Louisville, Kentucky
By: Marty Finley
A Florida real estate investment firm has one of Louisville’s largest downtown office towers under contract and should close on the acquisition later this month. Kirk Cypel, CEO of Lake Worth, Fla.based In-Rel Properties, said his firm plans to close on the purchase of the 26-story Meidinger Tower on South Fourth Street by late April. The current owner is New York-based DOF IV Meidinger Tower LLC, which purchased the tower in 2013 for $16.6 million in a foreclosure sale. Cypel declined to disclose the negotiated purchase price. The building ranked sixth on Louisville Business First’s largest office buildings list for 2016 based on leasable square footage, with roughly 331,000 square feet.
The building has a mix of professional firms and technologically inclined companies, including Computershare Inc., Mountjoy Chilton Medley LLP, River Road Asset Management LLC, Northwestern Mutual and Seiller Waterman LLC. Louisville Business First also is a tenant. The tower is managed by Louisville-based NAI Fortis Group, which will be retained by In-Rel Properties as property manager if the deal goes through, Cypel said. “They’ve done a good job with the building,” he said. Jon Seiz, president of NAI Fortis Group, said the building is 96.7 percent leased. This will be In-Rel’s first Louisville acquisition, but second in Kentucky. The firm owns the 238,000-square-foot Chase Tower in downtown Lexington.
Cypel said his firm feels strongly about the Louisville market as it has watched it evolve over the past several years. He said the city is moving in an interesting direction with the completed construction of the Ohio River Bridges Project, the renovation and expansion of the Kentucky International Convention Center downtown and new hotel and residential developments in the works.
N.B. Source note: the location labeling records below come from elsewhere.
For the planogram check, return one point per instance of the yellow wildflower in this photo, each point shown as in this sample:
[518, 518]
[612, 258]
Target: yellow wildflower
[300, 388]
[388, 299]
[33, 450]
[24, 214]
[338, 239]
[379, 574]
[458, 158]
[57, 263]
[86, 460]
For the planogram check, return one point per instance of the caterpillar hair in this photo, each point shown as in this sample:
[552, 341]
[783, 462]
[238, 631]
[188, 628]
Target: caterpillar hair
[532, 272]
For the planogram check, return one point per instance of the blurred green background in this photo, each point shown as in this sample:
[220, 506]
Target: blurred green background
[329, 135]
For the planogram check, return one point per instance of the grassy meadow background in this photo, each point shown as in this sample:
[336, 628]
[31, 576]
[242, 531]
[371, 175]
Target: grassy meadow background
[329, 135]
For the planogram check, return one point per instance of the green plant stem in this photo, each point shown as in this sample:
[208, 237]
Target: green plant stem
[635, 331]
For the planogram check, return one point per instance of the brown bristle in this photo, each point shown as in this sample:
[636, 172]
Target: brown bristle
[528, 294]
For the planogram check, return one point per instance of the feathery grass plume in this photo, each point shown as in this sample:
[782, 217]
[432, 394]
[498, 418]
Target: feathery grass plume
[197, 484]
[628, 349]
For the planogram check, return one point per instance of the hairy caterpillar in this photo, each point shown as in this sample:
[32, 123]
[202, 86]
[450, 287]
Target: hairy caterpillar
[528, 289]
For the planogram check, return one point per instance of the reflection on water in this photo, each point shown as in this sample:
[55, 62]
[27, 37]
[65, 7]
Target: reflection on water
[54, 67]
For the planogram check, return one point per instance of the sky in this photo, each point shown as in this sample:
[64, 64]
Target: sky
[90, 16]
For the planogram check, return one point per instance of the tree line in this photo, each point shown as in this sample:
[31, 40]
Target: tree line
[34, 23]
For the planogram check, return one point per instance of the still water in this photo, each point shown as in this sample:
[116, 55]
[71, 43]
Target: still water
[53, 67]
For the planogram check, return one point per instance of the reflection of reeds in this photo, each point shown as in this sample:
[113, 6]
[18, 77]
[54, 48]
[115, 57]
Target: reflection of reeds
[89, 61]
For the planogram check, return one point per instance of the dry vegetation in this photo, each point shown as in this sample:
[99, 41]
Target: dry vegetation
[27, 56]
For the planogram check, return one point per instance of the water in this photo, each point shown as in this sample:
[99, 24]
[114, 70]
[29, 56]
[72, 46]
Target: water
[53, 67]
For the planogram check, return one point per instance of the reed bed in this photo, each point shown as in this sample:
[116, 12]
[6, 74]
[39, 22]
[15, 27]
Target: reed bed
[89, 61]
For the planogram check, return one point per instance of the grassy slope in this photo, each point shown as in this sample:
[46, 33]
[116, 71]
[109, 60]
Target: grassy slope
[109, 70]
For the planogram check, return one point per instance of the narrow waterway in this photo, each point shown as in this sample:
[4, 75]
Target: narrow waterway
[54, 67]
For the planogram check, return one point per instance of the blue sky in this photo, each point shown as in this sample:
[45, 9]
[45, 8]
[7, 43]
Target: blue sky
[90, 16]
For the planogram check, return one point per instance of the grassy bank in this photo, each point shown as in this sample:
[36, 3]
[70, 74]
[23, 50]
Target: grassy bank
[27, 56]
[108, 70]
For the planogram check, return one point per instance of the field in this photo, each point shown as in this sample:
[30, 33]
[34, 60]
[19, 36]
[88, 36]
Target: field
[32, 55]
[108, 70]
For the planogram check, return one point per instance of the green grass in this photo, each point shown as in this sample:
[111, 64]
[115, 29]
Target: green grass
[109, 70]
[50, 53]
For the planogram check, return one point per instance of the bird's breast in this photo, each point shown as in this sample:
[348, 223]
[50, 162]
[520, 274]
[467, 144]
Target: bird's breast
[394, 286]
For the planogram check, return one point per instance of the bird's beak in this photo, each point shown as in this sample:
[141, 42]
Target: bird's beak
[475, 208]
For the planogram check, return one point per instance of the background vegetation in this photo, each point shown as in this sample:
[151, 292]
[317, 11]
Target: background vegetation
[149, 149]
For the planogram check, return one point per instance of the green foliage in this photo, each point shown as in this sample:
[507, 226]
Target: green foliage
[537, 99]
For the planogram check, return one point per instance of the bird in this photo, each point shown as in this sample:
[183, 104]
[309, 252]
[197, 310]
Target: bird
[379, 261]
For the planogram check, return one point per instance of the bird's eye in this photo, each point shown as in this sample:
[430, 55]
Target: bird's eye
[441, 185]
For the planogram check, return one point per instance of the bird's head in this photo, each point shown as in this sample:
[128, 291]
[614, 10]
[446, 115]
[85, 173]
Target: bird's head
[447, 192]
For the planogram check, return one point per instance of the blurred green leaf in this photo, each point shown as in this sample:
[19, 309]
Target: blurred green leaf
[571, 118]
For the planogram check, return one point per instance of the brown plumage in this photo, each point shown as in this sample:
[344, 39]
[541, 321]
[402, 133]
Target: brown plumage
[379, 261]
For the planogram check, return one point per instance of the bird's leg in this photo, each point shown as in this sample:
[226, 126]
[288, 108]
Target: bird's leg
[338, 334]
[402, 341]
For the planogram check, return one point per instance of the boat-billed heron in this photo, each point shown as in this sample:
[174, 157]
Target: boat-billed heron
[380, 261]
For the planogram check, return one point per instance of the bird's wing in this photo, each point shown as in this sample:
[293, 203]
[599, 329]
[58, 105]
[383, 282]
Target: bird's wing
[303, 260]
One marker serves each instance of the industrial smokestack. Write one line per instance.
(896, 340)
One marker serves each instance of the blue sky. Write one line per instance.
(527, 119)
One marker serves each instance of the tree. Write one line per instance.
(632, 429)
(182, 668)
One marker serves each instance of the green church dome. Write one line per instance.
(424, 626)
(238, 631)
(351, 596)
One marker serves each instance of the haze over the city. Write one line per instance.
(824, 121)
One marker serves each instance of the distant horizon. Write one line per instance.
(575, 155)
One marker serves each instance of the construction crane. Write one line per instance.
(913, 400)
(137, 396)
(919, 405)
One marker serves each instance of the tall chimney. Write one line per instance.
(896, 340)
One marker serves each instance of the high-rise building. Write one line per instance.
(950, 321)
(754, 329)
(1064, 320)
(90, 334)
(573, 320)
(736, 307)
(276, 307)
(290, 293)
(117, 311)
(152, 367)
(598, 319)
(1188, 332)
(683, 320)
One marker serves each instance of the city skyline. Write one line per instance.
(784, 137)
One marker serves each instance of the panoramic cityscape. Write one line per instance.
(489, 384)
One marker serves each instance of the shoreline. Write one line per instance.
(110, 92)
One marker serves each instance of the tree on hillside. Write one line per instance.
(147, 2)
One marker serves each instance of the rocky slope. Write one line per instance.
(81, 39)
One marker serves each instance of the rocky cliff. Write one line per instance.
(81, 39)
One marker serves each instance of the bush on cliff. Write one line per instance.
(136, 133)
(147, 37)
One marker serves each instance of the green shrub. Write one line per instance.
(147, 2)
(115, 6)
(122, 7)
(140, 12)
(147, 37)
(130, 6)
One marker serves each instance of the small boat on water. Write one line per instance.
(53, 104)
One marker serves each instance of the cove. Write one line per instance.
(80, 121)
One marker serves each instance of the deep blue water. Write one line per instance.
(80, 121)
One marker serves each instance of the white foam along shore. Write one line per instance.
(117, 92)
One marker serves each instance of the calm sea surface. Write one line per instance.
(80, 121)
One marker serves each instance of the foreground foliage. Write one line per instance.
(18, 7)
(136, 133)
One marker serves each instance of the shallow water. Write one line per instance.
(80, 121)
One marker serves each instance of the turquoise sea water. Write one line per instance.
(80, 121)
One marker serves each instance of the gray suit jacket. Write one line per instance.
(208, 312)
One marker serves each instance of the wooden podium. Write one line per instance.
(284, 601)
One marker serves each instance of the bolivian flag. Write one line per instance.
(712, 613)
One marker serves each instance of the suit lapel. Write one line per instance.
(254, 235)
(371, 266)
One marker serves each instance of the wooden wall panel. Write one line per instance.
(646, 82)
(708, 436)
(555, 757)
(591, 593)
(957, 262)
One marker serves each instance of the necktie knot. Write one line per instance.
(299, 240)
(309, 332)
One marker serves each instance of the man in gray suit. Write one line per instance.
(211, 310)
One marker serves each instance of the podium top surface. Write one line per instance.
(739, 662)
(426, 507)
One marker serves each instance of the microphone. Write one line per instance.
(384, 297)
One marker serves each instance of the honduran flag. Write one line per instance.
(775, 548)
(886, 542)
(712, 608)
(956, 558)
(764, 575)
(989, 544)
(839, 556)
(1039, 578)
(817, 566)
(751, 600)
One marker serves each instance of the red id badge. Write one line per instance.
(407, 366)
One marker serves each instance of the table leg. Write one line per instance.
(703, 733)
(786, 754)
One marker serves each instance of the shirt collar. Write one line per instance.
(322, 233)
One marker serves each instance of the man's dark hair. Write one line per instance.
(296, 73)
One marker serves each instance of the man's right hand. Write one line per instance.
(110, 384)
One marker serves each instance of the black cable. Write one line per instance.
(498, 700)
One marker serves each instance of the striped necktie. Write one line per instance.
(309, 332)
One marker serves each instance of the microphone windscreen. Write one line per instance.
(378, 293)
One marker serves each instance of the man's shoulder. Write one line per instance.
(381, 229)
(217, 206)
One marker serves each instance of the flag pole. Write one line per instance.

Meidinger Tower’s position next to the Fourth Street Live entertainment complex also is a plus, with Cypel noting that real estate is all about location. “It’s just an exciting place to be. I just think it’s only going to get stronger,” Cypel said of Louisville. “I wish there was more of a residential component downtown, but I think it’s coming.” Cypel also pointed to Louisville’s historic architecture and a push by developers to creatively reuse several downtown buildings for office, retail and other uses as a draw to the market. Furthermore, he praised the strong tenant mix inside Meidinger Tower, calling it a stabilized tower with no need for major renovations. “The bones of the building are very good,” he said. Because the building has received a refresh in recent years, he said his firm’s goal is to maintain the quality of the tower and assess it each year for possible tweaks.
In-Rel has more than 3 million square feet of commercial space in its portfolio, which ranges from stabilized properties in the vein of Meidinger Tower to older properties that require renovations. The company operates in Alabama, Georgia, Florida, Kentucky, Oklahoma and Tennessee. Cypel said In-Rel owns office, retail and some residential properties in cities such as Memphis, Tenn.; Birmingham, Ala.; Oklahoma City; Tampa, Fla.; and Fort Lauderdale, Fla., and is opportunistic about expansion into new cities if the deal makes sense. He said the company evaluates each deal by the quality of the real estate, not what sector it fits into. “You don’t grow for the sake of growth,” he said. “You grow when you find great opportunities.” The company stays away from what Cypel called “gateway cities,” such as New York, Chicago and Washington, D.C. In those cities, he said, the institutional players are deeply entrenched and are throwing “silly money” around on real estate. Louisville, in comparison, is a less-volatile market that doesn’t see the dramatic ups and downs of a giant city. “You can make a living (here) and don’t have to compete with the world,” he said.